Online advertising and traditional TV ads boost ad revenue in Asia Pacific

Advertising revenue in the Asia Pacific region has grown 4.5% to $139 billion in 2016 compared to the year before. Analytics firm IHS Markit expects the ad revenue to increase further to reach $182 billion by 2021.
The latest report covers Australia, China, India, Indonesia, Japan, Malaysia, New Zealand, Philippines, Singapore and South Korea, collectively referred to as Asia Pacific. The region is now responsible for one third of total global ad revenues in 2016.
Qingzhen Chen, Senior Analyst at IHS Markit explains that the local advertising market had been supported by a solid performance of traditional TV ads and a rapid growth of online media.

“[This] stronger growth […] was underpinned by structural drivers, such as rising consumerism, the emerging middle class, as well as rapid mobile device adoption by a younger demographic in the developing markets,” she said. “These factors will continue to propel the growth of advertising in the longer term. In contrast, growth for mature ad markets like Australia and Japan continues to be predominantly driven by innovation, better audience measurement, and digital adoption of traditional media via ‘out-of-home’ access.”

TV media overall dominated the region in 2016, accounting for 39% of total ad spend. TV commercials are expected to increase at a CAGR of 2.2% until 2021 in the Asia Pacific region. As online media is boosted, IHS Markit said it expects TV to decline to 34% by 2021.
Kia Ling Teoh, Analyst at IHS Markit, explained:

“While traditional TV media still remains an important revenue generator in Asia Pacific, print ads are expected to see imminent change over the next few years. Print ad has been growing in India, for instance, and it remained the dominant advertising medium in Singapore in 2016. However, we expect publishers to further trim their newspaper business moving forward, which has already taken place in Australia, New Zealand and Malaysia.”
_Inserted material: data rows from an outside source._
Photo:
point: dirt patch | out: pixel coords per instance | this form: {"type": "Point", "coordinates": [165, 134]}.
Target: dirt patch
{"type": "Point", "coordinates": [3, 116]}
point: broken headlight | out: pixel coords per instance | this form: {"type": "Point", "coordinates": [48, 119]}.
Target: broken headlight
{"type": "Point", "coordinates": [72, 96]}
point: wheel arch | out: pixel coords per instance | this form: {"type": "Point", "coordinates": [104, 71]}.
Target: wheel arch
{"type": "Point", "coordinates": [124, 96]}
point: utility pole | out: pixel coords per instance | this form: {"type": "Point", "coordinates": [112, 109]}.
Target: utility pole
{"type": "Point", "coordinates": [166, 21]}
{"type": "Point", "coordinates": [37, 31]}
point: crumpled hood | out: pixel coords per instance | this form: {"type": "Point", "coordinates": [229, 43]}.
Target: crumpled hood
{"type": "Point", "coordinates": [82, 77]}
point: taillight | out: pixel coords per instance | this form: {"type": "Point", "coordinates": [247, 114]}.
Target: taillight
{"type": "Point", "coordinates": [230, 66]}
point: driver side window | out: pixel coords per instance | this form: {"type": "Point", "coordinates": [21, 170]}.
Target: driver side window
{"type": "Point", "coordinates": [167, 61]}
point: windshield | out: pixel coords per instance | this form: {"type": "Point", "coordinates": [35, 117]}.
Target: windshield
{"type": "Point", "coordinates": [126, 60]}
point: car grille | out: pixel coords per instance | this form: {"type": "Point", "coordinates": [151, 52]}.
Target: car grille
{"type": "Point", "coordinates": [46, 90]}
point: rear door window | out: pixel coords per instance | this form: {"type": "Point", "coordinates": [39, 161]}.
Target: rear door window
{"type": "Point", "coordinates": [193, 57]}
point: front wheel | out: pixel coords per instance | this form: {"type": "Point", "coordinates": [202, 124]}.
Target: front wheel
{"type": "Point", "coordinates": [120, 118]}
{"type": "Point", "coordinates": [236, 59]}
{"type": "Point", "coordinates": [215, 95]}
The new IHS Markit reports suggests that online advertising jumped a whopping 301% CAGR between 2011 and 2016. The analysts expect it to continue to grow at a CAGR of 11.9% between last year and 2021.
Overall, online is still way smaller than traditional TV and features such as connectivity and broadband infrastructure make it more difficult to grow faster, according to Teoh.
Looking at separate countries, the report highlights China’s expected lead at a total 63.1% of online ad revenue market share in the region by 2021. Half of the Chinese population, around 650 million, are online users. That makes the country a particularly attractive market for mobile and digital marketers. Chinese internet firms such as Alibaba, Baidu, CCTV and Tencent rank as the top 2016 media owners.
Chen adds:

“Domestic online companies continue to invest aggressively into digital advertising, and foreign publishers show no sign of retreat from trying to enter the market, notwithstanding tightening content and ad regulations.”